EFDC+ MPI Multi-core Scaling Study
In 2020, DSI implemented MPI in EFDC+ to improve model run time. We created a detailed model of the Chesapeake Bay with one million computational cells to test this new functionality and demonstrated the outstanding improvement in performance. Since then, there have been an increasing number of users requesting information on how to take advantage of this capability. Cost-effective high-performance computing (HPC) is increasingly available, providing access to multiple cores and allowing significant time savings when running large models. This blog describes our latest testing and recommendations on machine configuration to obtain the best results with EFDC+.
EEMS was designed predominantly for the Windows operating systems (OS). This is because the pre- & post-processor, EFDC+ Explorer, requires the GUI available in Windows.
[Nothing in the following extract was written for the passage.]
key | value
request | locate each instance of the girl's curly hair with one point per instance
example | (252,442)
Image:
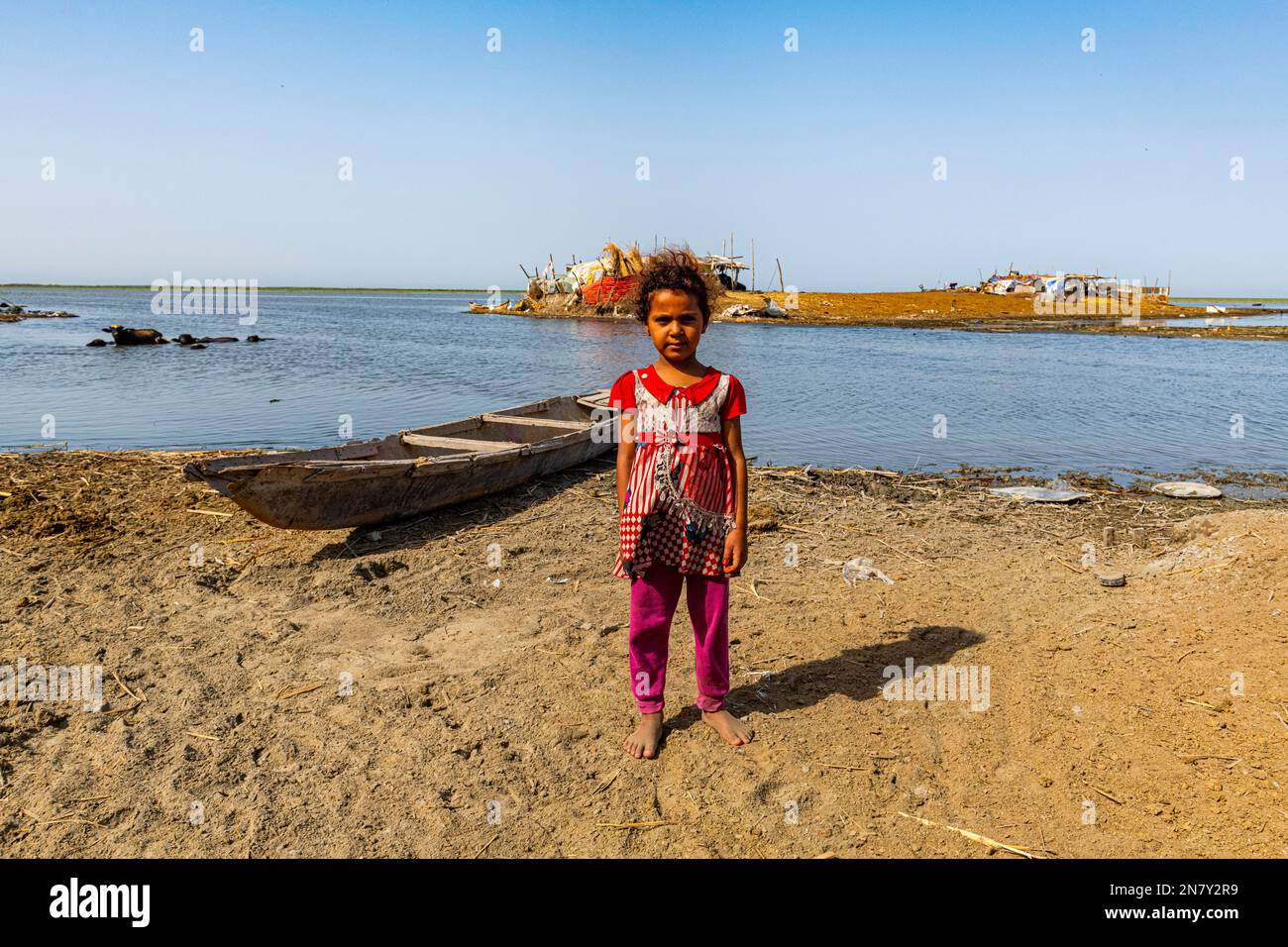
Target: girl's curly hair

However, HPC typically uses Linux operating systems, making it necessary to ensure EFDC+ performs as well on Linux as it does on Windows. Furthermore, EFDC+ is now fully open-source, and users are compiling EFDC+ for their own platforms and versions of Linux.
One of the primary motivations for this testing was to better understand how EFDC+ performs with scaling. To conduct this testing, we used a DSI 48-core machine and a cloud computing platform utilizing AWS. The findings in this blog should help users of EFDC+ better configure their model runs.
System Summary
We used two system configurations, DSI Milan-01 and AWS c6a, and compiled EFDC+ v11.1.0 with the Intel ifort v2021.4.0 compiler using the following options:
-traceback -qopenmp -O3 -real-size 64 -fpe0 -fp-model=source -fp-speculation=safe
The detailed specifications of the two systems are provided in Table 1 below.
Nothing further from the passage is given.